G.D.: Tespitlerimize göre, şimdiye kadar yürüttüğümüz çalışmalara göre zaten kırsalda yaşayan kadınlar için kendine has durumlarda başka başka eşitsizlikler söz konusu. Zaten arazi sahibi olamıyor. Zaten hayvan sahibi olamıyor. Birtakım tarımsal desteklere ulaşmak için bir kayıt sistemi var. Bu sistemde kayıtlı olansa genelde ailenin “erkek reisleri” oluyor. Bir taraftan da işte bu mevcut ekonomik sistemle, zaten bu upuzun tedarik zincirlerinde hayvanlarının yemini veya tarımsal maliyetlerini karşılayamayacak şekilde üretim yapıyorlar. Yani bu zaten anlamlı bir gelire dönüşmüyor. Gençler kente göç ediyor. Bambaşka dinamikler var kırsalda. Şimdi bizim bu depremden hemen sonra gördüğümüz, tespit ettiğimiz durum; bir kere yerlerini bırakamıyorlar. Çünkü hayvanlarını bırakamıyorlar. Bir taraftan tabii kaçarken birçok ürününü hasat edemeden yerinde bırakmış olanlar var. Diğer taraftan çok daha ucuza, piyasa değerlerinin altına, ellerindeki ürün talep gören üreticiler var. Alt yapı çok ciddi sıkıntılı. Hijyen çok büyük sıkıntı. Birçok olanak zaten hiç yok. Böyle bakınca stratejik olarak, diğer yerlerde de oldu gibi, önümüzdeki birkaç ay içinde belli ki çok acil karşılanması gereken ihtiyaçlar var. Çünkü bunlar karşılanmazsa başka başka riskler olabilir, hastalıklar olabilir. Barınma çok acil bir mesele, çünkü çok soğuk ve donma tehlikesiyle karşı karşıya insanlar. Diğer bir büyük sorun, mesela nakit yardımı yapsanız köye nakit yardımı yapmanın anlamı yok. İnsanların yemek yemeye ihtiyacı var. Böyle bakınca çok acil ihtiyaçların çok kısa vadede karşılanıyor olması lazım. Bir taraftan da biz çok hızla onların yaşamını sürdürebilmesini sağlayan geçim kaynaklarını ayağa kaldırmak için elimizden geleni yapmaya başlayacağız. 

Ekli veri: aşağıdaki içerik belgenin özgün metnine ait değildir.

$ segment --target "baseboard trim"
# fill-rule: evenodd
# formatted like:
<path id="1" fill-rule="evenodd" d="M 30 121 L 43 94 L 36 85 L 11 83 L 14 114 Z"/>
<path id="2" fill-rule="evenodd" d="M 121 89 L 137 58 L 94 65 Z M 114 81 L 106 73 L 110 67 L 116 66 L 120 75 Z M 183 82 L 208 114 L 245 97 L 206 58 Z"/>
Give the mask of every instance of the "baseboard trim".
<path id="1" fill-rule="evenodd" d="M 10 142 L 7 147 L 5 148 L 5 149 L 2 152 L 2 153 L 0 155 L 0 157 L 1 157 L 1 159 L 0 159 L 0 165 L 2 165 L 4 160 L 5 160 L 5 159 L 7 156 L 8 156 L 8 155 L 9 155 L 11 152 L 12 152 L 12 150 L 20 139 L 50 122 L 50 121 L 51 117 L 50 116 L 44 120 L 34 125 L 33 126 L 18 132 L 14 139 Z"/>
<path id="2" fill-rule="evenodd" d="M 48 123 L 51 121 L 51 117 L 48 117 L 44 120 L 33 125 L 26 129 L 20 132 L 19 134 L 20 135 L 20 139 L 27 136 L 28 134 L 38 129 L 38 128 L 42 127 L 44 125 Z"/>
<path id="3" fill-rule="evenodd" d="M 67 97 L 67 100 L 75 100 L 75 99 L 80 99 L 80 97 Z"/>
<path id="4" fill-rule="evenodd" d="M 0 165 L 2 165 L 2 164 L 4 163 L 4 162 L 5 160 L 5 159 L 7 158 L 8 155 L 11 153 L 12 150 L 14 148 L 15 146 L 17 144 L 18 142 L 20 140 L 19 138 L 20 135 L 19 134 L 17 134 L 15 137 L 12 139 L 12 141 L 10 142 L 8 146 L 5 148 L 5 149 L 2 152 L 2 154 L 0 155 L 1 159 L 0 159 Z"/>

A.S.: Teşekkür ederiz Gökçen Durutaş. Size başarılar diliyoruz. Size ve bölgedeki bütün kadın kooperatiflerinin üyelerinin ellerine sağlık. Çok teşekkür ediyoruz hepsine. Önümüzdeki haftalarda mutlaka tekrar görüşmek, son durumu almak isteriz. Sağ olun, var olun. 

G.D.: Çok çok teşekkürler. Daha güzel gelişmeler, iyi haberlerle bir araya gelmek isterim tekrar. Bizim de dileğimiz bu. Biz de çok teşekkür ederiz.